Bhagavad Gita, Chapter VI, The Yoga of Meditation
Após ter sido privada da atenção da comunidade científica durante décadas, a investigação com psicadélicos atravessa agora um renascimento. Mais especificamente, tem havido um número crescente de estudos sobre o potencial terapêutico destas substâncias no tratamento de perturbações psiquiátricas, tais como depressão, adição, ansiedade relacionada com doença oncológica e perturbação obsessivo-compulsiva.1 Contudo, revelada a utilidade dos psicadélicos, esta área de investigação enfrenta agora novasquestões importantes. Sabemos que a terapia assistida por psicadélicos pode reduzir sintomas, mas como é que os pacientes mantêm estas melhorias a longo prazo? E existem práticas ou terapias adjuvantes que aumentam a eficácia da terapia assistida por psicadélicos?
A prática de mindfulness pode ser uma resposta a estas questões. O termo “mindfulness” possui uma história rica, que tem origem em várias tradições contemplativas asiáticas.

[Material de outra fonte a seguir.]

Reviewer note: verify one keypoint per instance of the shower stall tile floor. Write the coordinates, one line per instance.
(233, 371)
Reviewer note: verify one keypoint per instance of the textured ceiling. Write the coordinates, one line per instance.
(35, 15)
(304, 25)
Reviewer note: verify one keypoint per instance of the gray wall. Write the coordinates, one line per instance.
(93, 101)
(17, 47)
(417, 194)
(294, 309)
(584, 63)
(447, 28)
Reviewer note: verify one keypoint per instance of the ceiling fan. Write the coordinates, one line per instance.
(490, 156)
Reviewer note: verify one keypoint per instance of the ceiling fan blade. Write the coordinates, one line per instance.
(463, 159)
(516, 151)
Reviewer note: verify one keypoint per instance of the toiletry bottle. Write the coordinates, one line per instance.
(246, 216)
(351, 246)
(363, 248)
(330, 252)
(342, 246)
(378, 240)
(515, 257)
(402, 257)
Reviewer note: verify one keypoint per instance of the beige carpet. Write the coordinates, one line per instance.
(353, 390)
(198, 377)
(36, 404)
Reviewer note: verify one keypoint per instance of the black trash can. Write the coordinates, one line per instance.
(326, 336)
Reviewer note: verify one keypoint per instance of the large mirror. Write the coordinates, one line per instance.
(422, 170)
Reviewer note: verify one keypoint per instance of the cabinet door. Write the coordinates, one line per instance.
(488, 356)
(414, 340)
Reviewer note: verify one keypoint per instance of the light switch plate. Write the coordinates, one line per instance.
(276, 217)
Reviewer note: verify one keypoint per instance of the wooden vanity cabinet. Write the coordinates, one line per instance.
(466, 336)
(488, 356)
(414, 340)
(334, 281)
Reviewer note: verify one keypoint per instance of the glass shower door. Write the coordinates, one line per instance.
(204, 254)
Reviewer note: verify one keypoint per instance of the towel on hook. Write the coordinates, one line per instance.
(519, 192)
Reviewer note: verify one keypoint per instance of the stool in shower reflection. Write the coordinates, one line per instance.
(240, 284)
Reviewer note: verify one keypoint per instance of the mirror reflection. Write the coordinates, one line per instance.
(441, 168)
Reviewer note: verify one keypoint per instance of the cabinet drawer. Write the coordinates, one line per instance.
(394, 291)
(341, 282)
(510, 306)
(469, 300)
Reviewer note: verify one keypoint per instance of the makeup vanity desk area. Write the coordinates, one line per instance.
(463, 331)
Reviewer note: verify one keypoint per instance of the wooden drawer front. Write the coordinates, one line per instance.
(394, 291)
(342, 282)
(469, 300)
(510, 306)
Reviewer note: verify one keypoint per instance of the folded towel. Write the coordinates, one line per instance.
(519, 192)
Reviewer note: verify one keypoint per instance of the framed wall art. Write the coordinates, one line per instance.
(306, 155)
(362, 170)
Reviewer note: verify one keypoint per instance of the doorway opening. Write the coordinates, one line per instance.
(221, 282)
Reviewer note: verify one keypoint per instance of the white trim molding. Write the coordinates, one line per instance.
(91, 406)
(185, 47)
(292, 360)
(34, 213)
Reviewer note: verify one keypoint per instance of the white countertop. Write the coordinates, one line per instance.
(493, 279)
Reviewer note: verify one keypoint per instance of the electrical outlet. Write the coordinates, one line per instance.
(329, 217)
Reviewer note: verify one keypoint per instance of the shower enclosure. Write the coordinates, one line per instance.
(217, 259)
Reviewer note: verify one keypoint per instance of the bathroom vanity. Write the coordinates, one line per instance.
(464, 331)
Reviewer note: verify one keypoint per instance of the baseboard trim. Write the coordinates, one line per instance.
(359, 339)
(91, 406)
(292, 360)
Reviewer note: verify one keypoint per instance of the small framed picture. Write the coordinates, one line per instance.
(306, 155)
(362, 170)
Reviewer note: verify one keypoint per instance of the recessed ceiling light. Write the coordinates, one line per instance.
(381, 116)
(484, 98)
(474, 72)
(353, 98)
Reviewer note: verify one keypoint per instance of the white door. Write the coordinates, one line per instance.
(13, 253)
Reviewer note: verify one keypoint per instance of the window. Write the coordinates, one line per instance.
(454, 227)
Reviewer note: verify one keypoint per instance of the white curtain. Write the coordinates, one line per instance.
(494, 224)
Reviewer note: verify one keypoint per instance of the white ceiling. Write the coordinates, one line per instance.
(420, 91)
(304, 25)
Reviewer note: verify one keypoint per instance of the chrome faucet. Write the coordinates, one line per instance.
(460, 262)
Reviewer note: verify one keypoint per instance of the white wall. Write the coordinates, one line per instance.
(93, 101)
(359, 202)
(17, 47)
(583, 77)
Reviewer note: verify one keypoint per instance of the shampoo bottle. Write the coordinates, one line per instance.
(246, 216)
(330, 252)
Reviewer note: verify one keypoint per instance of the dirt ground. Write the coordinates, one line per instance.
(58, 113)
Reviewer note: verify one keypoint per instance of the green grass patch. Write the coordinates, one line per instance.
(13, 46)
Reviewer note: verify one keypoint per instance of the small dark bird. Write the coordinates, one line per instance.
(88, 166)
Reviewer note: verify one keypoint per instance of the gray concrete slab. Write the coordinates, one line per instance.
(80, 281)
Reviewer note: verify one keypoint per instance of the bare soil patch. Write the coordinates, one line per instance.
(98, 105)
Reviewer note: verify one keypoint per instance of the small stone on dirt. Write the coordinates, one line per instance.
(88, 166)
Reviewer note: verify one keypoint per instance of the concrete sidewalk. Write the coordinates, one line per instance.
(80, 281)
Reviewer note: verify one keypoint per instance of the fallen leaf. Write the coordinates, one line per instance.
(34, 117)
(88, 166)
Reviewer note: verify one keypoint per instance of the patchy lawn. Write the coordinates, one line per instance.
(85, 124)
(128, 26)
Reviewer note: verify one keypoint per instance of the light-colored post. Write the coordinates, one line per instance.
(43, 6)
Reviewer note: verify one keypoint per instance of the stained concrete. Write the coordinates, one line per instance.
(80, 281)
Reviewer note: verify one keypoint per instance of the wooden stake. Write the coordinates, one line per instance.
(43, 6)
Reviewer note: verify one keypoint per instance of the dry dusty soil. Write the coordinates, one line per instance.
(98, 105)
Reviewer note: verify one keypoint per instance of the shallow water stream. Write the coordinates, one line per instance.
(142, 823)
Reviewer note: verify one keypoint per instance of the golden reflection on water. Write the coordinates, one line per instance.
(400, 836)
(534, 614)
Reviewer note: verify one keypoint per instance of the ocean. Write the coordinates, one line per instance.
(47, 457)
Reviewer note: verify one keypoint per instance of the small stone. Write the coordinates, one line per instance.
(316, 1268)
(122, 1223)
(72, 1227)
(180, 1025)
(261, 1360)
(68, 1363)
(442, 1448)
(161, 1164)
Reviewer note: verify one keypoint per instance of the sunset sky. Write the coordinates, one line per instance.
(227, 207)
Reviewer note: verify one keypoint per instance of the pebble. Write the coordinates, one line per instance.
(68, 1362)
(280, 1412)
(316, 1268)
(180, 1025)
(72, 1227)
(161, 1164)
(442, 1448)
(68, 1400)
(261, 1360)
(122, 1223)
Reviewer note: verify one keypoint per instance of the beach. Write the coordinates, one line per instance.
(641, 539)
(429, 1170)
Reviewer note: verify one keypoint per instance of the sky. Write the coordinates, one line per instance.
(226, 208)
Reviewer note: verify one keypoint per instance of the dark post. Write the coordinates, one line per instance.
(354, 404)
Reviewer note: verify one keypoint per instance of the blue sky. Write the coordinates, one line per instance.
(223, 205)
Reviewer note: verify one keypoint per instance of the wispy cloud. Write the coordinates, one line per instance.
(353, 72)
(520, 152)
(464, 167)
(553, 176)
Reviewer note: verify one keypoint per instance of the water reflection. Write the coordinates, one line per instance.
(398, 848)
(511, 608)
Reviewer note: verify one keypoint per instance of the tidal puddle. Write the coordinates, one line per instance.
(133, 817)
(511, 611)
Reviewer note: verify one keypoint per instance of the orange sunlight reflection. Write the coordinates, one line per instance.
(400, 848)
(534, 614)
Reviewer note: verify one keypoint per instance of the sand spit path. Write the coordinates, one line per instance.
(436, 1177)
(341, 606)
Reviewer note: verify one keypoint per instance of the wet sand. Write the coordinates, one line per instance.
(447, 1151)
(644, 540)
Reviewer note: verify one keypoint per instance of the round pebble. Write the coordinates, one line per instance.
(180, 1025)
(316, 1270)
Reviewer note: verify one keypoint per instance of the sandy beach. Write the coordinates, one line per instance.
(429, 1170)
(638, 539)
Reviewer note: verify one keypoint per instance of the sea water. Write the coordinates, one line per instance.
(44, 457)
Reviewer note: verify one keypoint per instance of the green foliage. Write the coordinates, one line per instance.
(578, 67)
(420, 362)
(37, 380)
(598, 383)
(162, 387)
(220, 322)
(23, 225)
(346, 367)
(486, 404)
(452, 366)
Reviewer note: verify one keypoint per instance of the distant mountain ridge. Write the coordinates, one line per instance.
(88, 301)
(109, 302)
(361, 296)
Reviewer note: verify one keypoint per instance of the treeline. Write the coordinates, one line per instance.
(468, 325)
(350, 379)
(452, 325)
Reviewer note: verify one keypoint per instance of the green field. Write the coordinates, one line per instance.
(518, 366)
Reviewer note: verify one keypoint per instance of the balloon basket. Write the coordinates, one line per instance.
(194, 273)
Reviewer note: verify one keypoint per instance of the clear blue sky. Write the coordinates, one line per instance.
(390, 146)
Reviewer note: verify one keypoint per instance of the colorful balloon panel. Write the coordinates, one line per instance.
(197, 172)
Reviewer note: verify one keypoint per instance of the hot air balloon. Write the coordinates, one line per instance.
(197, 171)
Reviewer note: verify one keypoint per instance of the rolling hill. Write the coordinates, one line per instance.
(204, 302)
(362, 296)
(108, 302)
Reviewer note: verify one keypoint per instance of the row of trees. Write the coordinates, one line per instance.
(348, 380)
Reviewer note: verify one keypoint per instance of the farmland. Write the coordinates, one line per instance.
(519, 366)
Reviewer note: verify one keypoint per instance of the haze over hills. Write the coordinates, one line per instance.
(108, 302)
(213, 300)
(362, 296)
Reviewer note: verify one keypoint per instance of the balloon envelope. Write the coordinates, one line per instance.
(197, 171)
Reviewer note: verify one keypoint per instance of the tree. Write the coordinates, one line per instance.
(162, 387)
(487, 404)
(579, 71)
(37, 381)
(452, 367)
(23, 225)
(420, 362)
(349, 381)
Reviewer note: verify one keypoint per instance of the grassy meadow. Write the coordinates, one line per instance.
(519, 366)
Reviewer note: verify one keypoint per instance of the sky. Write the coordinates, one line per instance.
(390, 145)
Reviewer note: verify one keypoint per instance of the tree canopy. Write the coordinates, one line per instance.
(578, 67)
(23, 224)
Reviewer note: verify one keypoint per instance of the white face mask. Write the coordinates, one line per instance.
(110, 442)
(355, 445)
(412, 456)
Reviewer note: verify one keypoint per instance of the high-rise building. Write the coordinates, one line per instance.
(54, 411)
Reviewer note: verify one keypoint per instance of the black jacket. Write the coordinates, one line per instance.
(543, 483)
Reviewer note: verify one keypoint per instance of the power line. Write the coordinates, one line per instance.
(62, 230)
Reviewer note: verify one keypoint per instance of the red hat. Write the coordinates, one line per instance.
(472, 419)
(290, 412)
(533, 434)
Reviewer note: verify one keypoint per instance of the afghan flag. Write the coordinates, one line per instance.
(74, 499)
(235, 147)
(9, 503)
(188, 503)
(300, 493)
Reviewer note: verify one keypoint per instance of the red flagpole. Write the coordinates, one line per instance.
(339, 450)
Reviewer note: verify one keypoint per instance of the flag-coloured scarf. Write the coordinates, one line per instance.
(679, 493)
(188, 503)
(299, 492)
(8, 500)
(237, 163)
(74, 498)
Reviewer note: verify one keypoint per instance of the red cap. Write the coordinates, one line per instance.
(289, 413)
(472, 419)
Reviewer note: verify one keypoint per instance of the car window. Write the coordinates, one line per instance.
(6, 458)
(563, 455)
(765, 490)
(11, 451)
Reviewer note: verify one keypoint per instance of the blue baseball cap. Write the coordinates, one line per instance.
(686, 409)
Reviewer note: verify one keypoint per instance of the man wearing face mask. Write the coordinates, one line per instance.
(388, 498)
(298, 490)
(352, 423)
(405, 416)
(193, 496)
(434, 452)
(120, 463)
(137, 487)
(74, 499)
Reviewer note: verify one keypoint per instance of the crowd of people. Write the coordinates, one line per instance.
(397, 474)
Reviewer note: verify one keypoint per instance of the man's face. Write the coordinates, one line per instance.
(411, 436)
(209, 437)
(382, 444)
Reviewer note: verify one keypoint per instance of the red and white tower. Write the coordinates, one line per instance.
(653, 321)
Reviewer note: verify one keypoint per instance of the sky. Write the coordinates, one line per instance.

O conceito foi introduzido na psicoterapia clínica ocidental em 1980, por Jon Kabat-Zinn, que foi influenciado pelo Budismo e desenvolveu um programa designado Mindfulness Based Stress Reduction” (MBSR) [“Redução de Stress Baseado no Mindfulness”].2 No MBSR, o mindfluness é definido como “atenção plena no momento presente, sem julgamentos”. É considerado uma qualidade que pode ser praticada, por exemplo, através de meditação.3 Sem entrar no debate que questiona se a definição de mindfulness, utilizada por muitos investigadores ocidentais, apreende suficientemente a complexidade do conceito, considerarei o uso da prática de mindfulness na terapia assistida por psicadélicos.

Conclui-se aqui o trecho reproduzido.